Le cuir sur les épaules, le casque en main, il quitta son appartement puis franchit la porte vitrée du hall sans remarquer une silhouette assise sur les trois marches de l’accès au parking.

Tout à coup, il se sentit empoigné par le col, tiré vers l’arrière et projeté à terre.

L’agresseur s’agenouilla de tout son poids sur son torse pour lui couper le souffle. Éructant menaces et insultes, il lui martela le visage jusqu’à voir le sang gicler des arcades.

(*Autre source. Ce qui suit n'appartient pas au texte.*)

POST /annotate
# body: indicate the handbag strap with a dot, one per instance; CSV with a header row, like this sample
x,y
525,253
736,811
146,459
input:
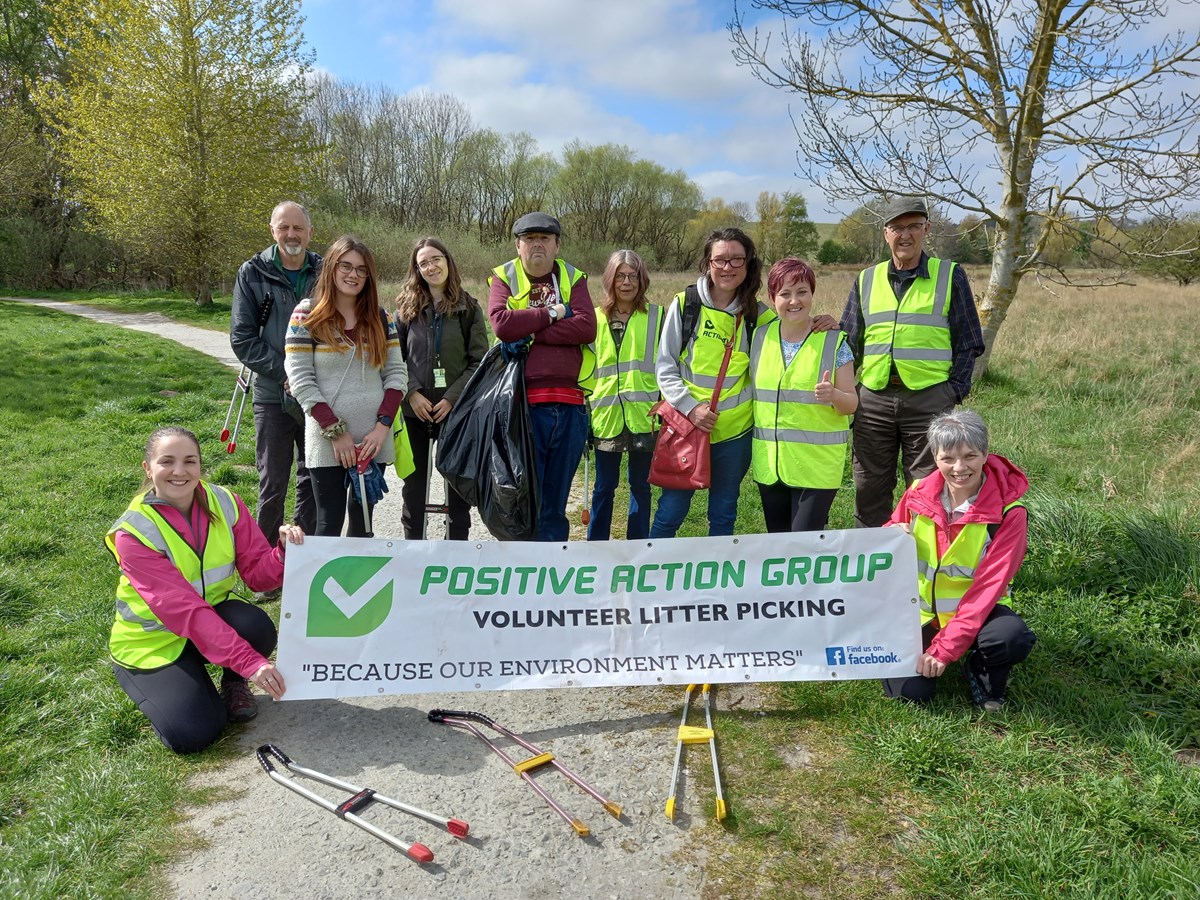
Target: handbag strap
x,y
725,363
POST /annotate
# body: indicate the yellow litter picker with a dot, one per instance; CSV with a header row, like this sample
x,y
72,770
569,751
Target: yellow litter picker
x,y
695,735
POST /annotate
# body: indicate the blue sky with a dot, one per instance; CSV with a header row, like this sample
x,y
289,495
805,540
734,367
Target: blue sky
x,y
657,76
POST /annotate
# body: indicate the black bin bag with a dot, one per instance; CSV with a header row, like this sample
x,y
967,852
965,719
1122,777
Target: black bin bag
x,y
486,450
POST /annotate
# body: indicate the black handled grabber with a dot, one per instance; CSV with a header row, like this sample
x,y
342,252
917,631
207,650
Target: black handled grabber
x,y
245,378
361,798
467,723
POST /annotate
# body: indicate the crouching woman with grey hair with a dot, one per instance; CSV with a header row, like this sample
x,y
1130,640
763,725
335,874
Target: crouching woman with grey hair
x,y
971,529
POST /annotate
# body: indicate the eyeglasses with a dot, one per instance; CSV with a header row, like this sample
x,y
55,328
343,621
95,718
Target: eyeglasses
x,y
360,270
732,263
915,228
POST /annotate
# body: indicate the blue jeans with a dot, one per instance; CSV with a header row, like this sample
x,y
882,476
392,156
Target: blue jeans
x,y
637,526
559,431
731,461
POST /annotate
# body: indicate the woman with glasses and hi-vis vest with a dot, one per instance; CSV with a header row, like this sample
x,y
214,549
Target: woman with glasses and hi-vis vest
x,y
627,345
181,545
970,525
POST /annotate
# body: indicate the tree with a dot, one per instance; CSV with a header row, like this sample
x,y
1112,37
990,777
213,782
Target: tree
x,y
180,124
1075,106
799,233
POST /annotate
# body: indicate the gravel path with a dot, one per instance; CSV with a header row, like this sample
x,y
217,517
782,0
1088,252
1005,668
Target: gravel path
x,y
261,840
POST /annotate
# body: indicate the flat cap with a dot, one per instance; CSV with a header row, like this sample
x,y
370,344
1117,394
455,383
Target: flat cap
x,y
537,222
904,207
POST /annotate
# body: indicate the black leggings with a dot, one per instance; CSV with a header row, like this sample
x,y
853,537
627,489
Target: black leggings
x,y
335,497
796,509
179,699
1003,641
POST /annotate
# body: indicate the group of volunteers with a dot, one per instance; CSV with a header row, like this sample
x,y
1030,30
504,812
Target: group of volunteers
x,y
772,384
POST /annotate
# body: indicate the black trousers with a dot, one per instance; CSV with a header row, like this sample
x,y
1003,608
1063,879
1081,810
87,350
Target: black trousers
x,y
179,699
335,498
1003,641
796,509
888,423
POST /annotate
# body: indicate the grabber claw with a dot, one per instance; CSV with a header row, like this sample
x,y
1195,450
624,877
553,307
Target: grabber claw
x,y
696,735
360,798
467,721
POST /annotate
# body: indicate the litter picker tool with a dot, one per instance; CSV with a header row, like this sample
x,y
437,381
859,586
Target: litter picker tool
x,y
437,509
586,513
245,378
695,735
363,463
467,723
361,798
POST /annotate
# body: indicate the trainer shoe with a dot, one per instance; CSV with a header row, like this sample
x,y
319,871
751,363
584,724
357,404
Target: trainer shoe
x,y
240,705
981,685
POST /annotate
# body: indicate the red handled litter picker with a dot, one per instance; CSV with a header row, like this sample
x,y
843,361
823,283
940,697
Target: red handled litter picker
x,y
361,798
245,378
467,723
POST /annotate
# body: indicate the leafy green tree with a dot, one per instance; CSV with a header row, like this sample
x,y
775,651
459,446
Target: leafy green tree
x,y
179,123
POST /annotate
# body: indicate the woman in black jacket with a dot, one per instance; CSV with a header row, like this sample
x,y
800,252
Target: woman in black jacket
x,y
444,339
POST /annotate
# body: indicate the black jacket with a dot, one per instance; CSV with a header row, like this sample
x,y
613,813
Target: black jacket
x,y
257,279
463,342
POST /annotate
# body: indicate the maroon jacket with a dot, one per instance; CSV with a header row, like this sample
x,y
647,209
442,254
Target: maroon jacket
x,y
556,354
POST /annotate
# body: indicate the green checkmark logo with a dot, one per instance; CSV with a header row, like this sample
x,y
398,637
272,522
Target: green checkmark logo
x,y
349,597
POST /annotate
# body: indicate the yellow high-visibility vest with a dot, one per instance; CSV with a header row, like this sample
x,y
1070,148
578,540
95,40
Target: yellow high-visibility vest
x,y
796,439
913,334
625,388
945,581
138,639
514,275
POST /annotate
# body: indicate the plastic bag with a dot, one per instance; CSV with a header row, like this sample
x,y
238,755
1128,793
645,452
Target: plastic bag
x,y
486,450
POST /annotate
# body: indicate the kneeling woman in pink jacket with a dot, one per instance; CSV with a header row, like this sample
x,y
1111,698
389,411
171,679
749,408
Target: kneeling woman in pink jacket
x,y
971,528
181,545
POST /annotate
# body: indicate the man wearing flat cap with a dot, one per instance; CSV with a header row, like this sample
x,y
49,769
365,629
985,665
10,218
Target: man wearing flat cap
x,y
912,324
541,303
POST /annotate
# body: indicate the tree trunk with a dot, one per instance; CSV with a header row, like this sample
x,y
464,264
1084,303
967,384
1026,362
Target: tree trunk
x,y
1001,291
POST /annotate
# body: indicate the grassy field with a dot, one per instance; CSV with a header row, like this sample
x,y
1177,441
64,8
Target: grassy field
x,y
1080,790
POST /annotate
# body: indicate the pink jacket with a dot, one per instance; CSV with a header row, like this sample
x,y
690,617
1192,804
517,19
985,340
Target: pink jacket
x,y
1005,484
177,604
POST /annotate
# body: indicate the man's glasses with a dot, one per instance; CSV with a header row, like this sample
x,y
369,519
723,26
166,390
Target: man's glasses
x,y
731,263
360,270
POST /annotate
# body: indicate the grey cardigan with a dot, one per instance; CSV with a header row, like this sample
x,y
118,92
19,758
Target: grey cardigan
x,y
341,377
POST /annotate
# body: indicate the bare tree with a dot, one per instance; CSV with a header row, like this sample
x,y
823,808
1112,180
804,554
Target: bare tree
x,y
1032,114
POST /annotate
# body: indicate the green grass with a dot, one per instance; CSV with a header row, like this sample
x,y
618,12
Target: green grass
x,y
1075,791
88,795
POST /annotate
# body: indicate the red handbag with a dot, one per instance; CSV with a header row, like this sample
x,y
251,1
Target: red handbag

Puis il se releva, cracha sur Yves, lui envoya un dernier coup de pied dans les côtes et, avant de quitter les lieux, lui interdit de revoir sa femme.

* * *

Ils couchaient dans le même lit, partageaient leur pitance, échangeaient de bonne foi. Et pourtant, rien n’aidait Denis à percer l’éternel mystère d’une intruse qui comptait bien le rester, ni celui de son imminent départ. De guerre lasse, il dut reprendre son épuisant travail de spéculation, teinté désormais d’une pointe d’effroi ; Marie-Jeanne n’était pas un ange tombé du ciel mais sans doute son exact contraire : un succube dévolu aux forces du mal.

Denis avait eu la tentation de croire en un Dieu magnanime qui récompense ses créatures après les avoir soumises à une épreuve. Si on lui avait envoyé une Marie-Jeanne Pereyres, c’était à n’en pas douter pour la lui retirer tôt ou tard.

Et seul le diable en personne était connu pour donner aux humains ce qui leur manque le plus, puis le leur confisquer afin de racheter leur âme à vil prix.

* * *

Assommé par des antalgiques puissants, Yves passa la soirée aux urgences. Alertée par son message, Sylvie vint l’y rejoindre, bouffie de honte et de tristesse.

— Un petit enfoiré s’est déchaîné sur moi et m’a interdit de te revoir.

— C’était une erreur.

— Je me suis fait casser la gueule par erreur ?

— Il t’a pris pour Grégoire.

— … Qui m’a pris pour qui ?

— Celui qui t’a frappé c’est mon julot. Mon sale con, mon crève-la-faim, mon âme damnée, ma douleur.

— …

— En fouillant dans mon agenda, il est tombé sur : 14 h Grégoire, chez lui. Mais entre-temps tu m’as appelée et j’ai repoussé mon rendez-vous. Ce con m’a suivie jusque chez toi en pensant que c’était chez Grégoire.

Yves eut droit au récit détaillé d’une tragédie moderne qui lui parut, quoique chargée d’intensité, bien moins tangible que les douleurs dans les côtes qui lui interdisaient de respirer.

— Grégoire c’est mon client diététicien qui a honte d’être tombé fou amoureux de la seule femme qui ne le supplie pas de maigrir. De me savoir avec d’autres clients le rend dingue, mon Greg. Il me veut toute pour lui, mais jusqu’à présent il avait peur d’être la risée de tous.

Yves hésita à la laisser continuer ; il refusait de se trouver une place, même fortuite, entre un maquereau à la petite semaine et un type qui dévoyait une pratique médicale au profit d’un business mondain. Dans cette histoire, le seul crime d’Yves avait été d’acheter un assortiment de religieuses pour complaire à Sylvie.